Inverse vaccines are opposite of the vaccines we have come to know. Instead of giving a shot to rev up the immune system, these vaccines give orders to stop the immune response to certain cells.
Chicago area doctors believe with the inverse vaccine, they may have found the key to disabling some of the most debilitating autoimmune diseases.
Dr. Jeffrey Hubbell is an immuno engineer with the University of Chicago’s Pritzker School of Molecular Engineering
“A regulatory vaccine, an inverse vaccine, revs up regulatory mechanisms to protect your own cells,” he said.
Think of it as the opposite of a typical vaccine. Researchers at the University of Chicago’s Pritzker School of Molecular Engineering have figured out a way to tell the immune system which cells in the body to leave alone. In other words, mark healthy cells otherwise destroyed by multiple sclerosis, Type 1 diabetes or celiac disease.
“These diseases like auto immunity and allergy are usually treated by broad immune suppression, which has its downsides,” Hubbell said. “It would be fantastic to develop an approach that could do it in a very specific way so you leave the rest of immunity intact.”
The inverse vaccine works like other vaccines by delivering a message to T and B cells, the cells that help us fight infections, bacteria and viruses. But instead of telling the cells what to attack, the inverse vaccine tells them what not to destroy.
How does the vaccine work? A nano-molecule loaded with cell material meant to be tolerated by the body is sent to the liver. The liver is where T and B cells are schooled on what to attack and what not to attack.
“In the liver, that message is interpreted by so-called antigen presenting cells, presented to T and B cells, but then turns on these regulatory effects,” Hubbell said.

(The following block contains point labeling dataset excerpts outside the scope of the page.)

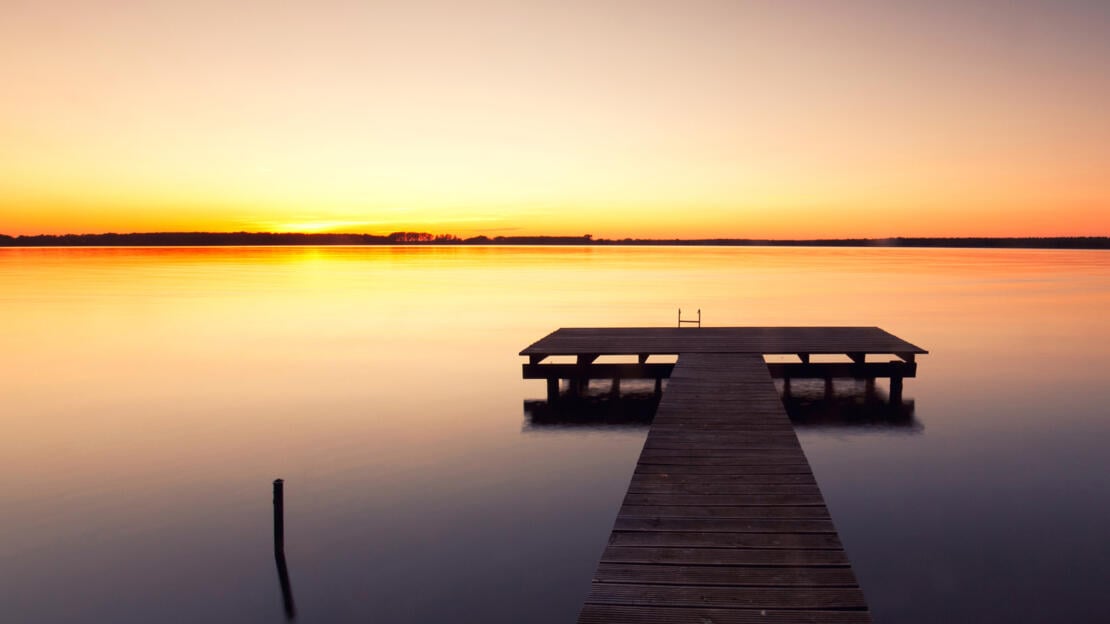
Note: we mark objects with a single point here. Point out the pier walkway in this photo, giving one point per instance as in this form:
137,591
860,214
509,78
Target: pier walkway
723,521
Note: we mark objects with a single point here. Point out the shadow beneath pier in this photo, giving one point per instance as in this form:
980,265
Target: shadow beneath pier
849,405
598,411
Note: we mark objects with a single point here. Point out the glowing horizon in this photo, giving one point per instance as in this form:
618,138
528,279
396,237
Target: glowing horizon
707,119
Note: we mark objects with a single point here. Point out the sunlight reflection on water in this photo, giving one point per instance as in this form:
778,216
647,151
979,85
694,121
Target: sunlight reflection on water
151,395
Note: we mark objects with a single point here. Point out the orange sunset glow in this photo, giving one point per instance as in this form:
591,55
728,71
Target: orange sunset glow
648,119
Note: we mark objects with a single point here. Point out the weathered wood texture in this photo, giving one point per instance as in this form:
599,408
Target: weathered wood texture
634,341
723,521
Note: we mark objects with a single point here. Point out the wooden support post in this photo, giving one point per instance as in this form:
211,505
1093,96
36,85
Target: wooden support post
279,515
896,384
286,590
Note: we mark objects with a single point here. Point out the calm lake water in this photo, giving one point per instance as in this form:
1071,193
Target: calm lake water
149,396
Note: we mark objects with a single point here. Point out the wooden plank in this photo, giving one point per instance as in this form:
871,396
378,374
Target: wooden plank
726,500
767,512
627,614
635,341
724,525
705,540
655,479
724,556
724,575
723,520
726,597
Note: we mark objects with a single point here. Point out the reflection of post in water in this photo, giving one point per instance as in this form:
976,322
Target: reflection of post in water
286,592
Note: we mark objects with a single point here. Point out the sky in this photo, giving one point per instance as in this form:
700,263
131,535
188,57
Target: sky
641,118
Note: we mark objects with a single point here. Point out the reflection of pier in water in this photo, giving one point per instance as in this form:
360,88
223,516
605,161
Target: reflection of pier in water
723,520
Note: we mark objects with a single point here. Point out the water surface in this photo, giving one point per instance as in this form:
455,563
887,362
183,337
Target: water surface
150,396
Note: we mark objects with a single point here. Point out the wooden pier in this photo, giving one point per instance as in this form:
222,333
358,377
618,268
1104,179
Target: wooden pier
723,521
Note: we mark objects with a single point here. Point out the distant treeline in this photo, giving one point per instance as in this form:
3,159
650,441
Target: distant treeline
199,239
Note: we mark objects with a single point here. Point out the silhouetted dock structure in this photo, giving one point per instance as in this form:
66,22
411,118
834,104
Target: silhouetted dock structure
723,521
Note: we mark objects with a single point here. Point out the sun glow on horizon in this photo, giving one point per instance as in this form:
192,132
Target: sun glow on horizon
707,119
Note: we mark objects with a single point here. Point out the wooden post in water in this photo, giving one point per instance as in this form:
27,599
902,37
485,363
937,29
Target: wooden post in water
279,516
286,590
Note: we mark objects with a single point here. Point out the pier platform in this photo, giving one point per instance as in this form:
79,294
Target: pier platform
723,521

In their lab, Hubbell and his colleagues simulated a multiple sclerosis-like disease. The inverse vaccine stopped the immune system in mouse models from destroying myelin sheath on nerve cells. Even more promising, the formula appears to work even after damage has begun.
“Not today, not tomorrow, but after a full series of clinical trials, we hope to be able to have treatments that are sort of one every six months, every year that could undo your immunity to that one particular disease, but leave the rest of your immunity intact,” Hubbell said.
The inverse vaccine has already been tested in clinical trials for celiac disease. Trials in multiple sclerosis patients are underway.